We should all be wary of and anticipate deceptive communications from the university in an attempt to sell this move as beneficial for students.
The U of C is decrying the bookstore as unprofitable and a drain on the university during a time of major budget cuts, pointing to its net loss over the past several years. Upon closer inspection, however, this is a dubious claim. While the bookstore had been suffering losses, this changed significantly after a shift in management, which saw hundreds of thousands of dollars in profits, as well as $400,000 in rent revenue to the university. The bookstore only saw net losses again due to the COVID-19 pandemic and the resulting severely-reduced student foot traffic. U of C is implying that the bookstore is somehow inherently unprofitable and unsustainable, even when a change in management has demonstrated otherwise, and a large US corporation deems the bookstore a worthy asset.

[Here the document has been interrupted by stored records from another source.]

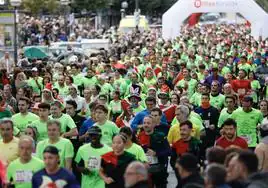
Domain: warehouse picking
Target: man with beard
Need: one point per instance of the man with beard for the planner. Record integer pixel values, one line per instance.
(230, 137)
(62, 87)
(186, 144)
(88, 159)
(156, 147)
(90, 80)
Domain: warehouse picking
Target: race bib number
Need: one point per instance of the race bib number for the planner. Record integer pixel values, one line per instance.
(94, 163)
(116, 108)
(247, 138)
(152, 159)
(23, 176)
(241, 91)
(206, 122)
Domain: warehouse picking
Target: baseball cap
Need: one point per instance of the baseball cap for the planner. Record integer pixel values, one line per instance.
(248, 99)
(94, 130)
(188, 161)
(35, 69)
(52, 150)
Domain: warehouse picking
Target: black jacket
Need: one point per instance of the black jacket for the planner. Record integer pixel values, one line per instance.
(142, 184)
(209, 116)
(195, 179)
(258, 180)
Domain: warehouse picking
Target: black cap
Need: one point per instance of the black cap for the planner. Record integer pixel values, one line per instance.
(248, 99)
(95, 130)
(189, 162)
(52, 150)
(103, 97)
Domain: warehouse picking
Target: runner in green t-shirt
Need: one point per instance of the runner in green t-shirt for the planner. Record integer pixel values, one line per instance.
(66, 121)
(77, 77)
(227, 112)
(41, 123)
(131, 146)
(62, 87)
(255, 86)
(216, 99)
(88, 159)
(108, 128)
(21, 170)
(247, 119)
(90, 80)
(64, 145)
(188, 83)
(24, 118)
(36, 82)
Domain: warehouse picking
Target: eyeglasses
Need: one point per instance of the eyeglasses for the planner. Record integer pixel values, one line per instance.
(130, 173)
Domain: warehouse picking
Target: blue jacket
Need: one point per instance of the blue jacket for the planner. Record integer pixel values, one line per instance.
(138, 119)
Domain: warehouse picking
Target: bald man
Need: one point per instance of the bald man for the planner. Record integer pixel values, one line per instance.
(20, 171)
(136, 175)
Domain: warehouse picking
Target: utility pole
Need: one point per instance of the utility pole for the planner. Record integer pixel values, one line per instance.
(137, 13)
(136, 5)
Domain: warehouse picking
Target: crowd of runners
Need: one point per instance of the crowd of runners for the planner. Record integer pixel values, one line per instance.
(120, 117)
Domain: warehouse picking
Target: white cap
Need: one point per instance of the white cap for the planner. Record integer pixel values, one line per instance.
(35, 69)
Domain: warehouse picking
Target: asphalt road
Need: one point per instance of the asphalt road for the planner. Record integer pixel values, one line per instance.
(172, 181)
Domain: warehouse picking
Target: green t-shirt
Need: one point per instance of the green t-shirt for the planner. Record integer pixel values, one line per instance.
(108, 130)
(255, 85)
(217, 101)
(225, 70)
(78, 79)
(63, 91)
(106, 89)
(5, 114)
(191, 86)
(118, 82)
(22, 122)
(196, 99)
(66, 121)
(21, 174)
(223, 116)
(147, 83)
(41, 127)
(196, 121)
(115, 106)
(31, 82)
(85, 153)
(64, 146)
(246, 67)
(247, 124)
(89, 82)
(138, 152)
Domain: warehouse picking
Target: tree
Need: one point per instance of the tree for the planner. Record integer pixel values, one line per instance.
(92, 5)
(33, 6)
(263, 4)
(38, 6)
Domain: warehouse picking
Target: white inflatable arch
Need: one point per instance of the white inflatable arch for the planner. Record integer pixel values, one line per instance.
(174, 17)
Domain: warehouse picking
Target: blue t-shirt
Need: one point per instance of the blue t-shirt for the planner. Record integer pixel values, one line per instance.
(63, 178)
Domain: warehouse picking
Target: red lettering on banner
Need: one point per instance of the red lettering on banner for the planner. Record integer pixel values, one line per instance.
(197, 3)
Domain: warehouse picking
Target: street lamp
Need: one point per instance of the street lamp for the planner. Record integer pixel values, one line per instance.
(124, 6)
(15, 4)
(65, 4)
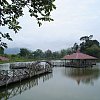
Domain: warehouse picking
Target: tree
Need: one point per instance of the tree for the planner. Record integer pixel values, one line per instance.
(94, 50)
(11, 10)
(48, 54)
(87, 42)
(38, 54)
(1, 51)
(75, 47)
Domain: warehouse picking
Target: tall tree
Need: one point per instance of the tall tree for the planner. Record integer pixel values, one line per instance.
(11, 10)
(38, 54)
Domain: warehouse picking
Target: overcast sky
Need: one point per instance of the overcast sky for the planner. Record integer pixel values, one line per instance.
(72, 20)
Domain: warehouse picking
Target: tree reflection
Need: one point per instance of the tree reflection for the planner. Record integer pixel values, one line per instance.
(17, 88)
(84, 75)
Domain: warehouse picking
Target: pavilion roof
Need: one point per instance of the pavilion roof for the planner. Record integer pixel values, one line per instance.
(78, 55)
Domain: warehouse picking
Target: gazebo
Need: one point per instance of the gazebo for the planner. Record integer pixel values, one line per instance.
(79, 59)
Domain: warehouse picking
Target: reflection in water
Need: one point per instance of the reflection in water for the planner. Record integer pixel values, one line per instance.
(18, 88)
(84, 75)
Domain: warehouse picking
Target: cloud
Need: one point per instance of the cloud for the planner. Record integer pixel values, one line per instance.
(72, 19)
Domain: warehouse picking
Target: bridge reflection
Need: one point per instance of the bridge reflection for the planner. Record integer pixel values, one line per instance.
(17, 88)
(83, 75)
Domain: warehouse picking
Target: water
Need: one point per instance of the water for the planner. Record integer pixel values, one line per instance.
(62, 84)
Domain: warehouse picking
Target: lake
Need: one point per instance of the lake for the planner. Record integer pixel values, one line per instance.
(62, 84)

University executives may try to claim that Follett is a company well-experienced in textbook delivery. What Follett is experienced in is price gouging students, selling students’ personal data for profit, acquiring contracts with universities that keep students as captive consumers, delivering textbooks late and laying off unionized employees. Some universities have even responded by finding ways to exit Follett contracts and return to their original university-operated bookstore model. Don’t fall for any of U of C’s potential claims that Follett will provide cost-saving services to students as if our current bookstore doesn’t already.
U of C is trying to use recent unprecedented budget cuts as an excuse to sell off a profitable bookstore that provides crucial services to students. But it should be made abundantly clear — any real savings in operating the costs to the university would be offloaded onto students. It is a recurrent and consistent frustration that the university does not see students’ mental, physical and financial wellbeing as being intrinsically tied to the organizational and financial health of the U of C as an institution.
We stand united with the University of Calgary bookstore’s employees and management. We condemn any attempts to sell off our university bookstore and call on students to sign AUPE’s petition in order to stay up-to-date with campaign developments and how you can put pressure on the key decision-makers behind this scheme.
—Students for Direct Action
Signatories
The UCalgary Black Law Students’ Association
The Faculty of Arts Students’ Association’s 8th and 9th Councils
Students In Communications Executive Team
Philosophia Executive Team
Kula Ring
YYC Ethnography Lab
Sociology Graduate Student Caucus Executive Team
Psychology Graduate Students’ Association
Society of Undergraduate Mathematics – Calgary (SUM-C) Executive Team
Graduate University Mathematics Society
Geography Graduate Students’ Association
Physics and Astronomy Students’ Association Executive Team
Physics and Astronomy Departmental Graduate Association
SU Arts Representative Sofia Huarte Aguilar
SU Arts Representative Matthew Herring
History Students’ Association Executive Team
Letters to the Editor published in the Gauntlet‘s opinion section do not necessarily reflect the views of the Gauntlet editorial board. The Gauntlet retains the right to edit submissions for brevity and clarity.